Re: [R] How do I combine lists of data.frames into a single data frame?

Ted Byers Thu, 15 Jul 2010 14:33:45 -0700

Thanks Marc

Part of the challenge here is that EVERYTHING is dynamic.  New data is being
added to the DB all the time  Each active ID makes a new sample very day or
at a minimum every week, and new IDs are added every week.  So I can't hard
code anything.  If, for a given ID, I had 50 weekly samples last week, I'll
have 51 samples this week.


But some for the IDs have sample sizes that are so small, it would be pure
BS to try to use fitdist on their data.

I have figured out a way to handle this for a given ID, and so I have the
loop that iterates over the IDs, and processes the data for that ID IF there
is sufficient data.  And to make things interesting, the number of IDs I
need to process this week is greater than the number of IDs I had to process
last week.

So, I iterate over IDs, from 1 up through perhaps 500.  If a given ID has
sufficient data, I get the z lists.  And I have checked, applying rbind to
these works great!  Of all the IDs' datasets I have examined, perhaps 10% do
not yet have enough data to work with (but that, too changes through time).
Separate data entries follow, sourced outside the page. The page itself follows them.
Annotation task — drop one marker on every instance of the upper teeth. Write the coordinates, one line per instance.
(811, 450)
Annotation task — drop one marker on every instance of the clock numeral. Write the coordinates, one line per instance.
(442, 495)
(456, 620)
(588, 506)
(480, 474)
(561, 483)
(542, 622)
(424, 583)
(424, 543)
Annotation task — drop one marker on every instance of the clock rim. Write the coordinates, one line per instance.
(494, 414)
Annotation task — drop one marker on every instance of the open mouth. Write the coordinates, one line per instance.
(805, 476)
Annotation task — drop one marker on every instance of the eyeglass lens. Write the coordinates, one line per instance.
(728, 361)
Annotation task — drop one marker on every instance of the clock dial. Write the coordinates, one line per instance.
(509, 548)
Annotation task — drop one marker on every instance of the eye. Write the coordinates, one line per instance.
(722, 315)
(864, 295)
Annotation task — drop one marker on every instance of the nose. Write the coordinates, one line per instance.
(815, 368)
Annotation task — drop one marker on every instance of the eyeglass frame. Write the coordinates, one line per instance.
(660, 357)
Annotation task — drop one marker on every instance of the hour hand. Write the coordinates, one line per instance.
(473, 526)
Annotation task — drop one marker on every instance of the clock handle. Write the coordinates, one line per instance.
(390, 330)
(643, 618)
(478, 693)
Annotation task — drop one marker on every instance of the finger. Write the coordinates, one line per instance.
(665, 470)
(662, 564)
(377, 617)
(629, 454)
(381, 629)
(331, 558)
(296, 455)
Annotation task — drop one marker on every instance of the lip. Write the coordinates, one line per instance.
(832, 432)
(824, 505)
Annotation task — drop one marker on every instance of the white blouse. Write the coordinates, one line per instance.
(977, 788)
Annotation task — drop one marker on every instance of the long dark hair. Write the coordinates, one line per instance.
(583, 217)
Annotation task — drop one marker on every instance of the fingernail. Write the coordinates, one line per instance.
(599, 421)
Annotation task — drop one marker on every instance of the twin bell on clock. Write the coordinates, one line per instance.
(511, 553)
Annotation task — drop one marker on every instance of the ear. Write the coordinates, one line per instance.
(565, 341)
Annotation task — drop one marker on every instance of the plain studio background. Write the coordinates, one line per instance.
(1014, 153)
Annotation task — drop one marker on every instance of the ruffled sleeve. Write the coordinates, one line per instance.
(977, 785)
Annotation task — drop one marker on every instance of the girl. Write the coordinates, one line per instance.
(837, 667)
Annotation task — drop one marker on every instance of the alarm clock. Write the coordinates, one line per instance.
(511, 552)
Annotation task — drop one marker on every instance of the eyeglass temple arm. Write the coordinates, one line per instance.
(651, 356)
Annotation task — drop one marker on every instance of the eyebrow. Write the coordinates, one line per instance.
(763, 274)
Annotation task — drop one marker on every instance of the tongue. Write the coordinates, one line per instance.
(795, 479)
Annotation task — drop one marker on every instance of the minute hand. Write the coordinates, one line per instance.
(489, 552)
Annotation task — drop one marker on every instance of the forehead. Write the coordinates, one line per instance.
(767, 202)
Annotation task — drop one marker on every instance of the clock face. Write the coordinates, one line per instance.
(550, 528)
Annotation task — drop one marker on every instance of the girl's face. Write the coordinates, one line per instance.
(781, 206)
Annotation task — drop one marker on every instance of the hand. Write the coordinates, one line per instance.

>From what you have said, it would seem that I ought to make a master list.
So, I need to learn how to make a master list grow from nothing to include
all these z lists.  That reduces to a question of how can one append
dynamically created lists of varying size (from just a few list elements to
a few hundred list elements) to such a master list.

Actually, when it gets right down to it, I think I am ignorant of a key
piece of the puzzle (I have probably missed the key part of the
documentation dealing with this).  I do not yet know how to add even one
element to a list within a loop where the loop does not exist (or at least
is empty) at the beginning of the loop.

I get your example "do.call(rbind, c(z1, z2, z3, z4))", but what do you do
if there is no list at the beginning of a loop and you need to handle
something like:

#n is some large number, and in about 10% of values of 'i' (not known a
priori) creation
# of x and y is skipped
for (i = 1:n) {
  if(test that returns tru only 90% of the time) {
    x = function_that_makes_a_data_frame()
    y = function_that_makes_a_list_of_data_frames()
  }
}

We have not created any lists on entry into the loop.  How do we create a
list containing all instances of x and another that contains all elements
that had been in each instance of y?  If I can learn how to do that, then I
can call  do.call(rbind,x_list) and do.call(rbind,y_element_list).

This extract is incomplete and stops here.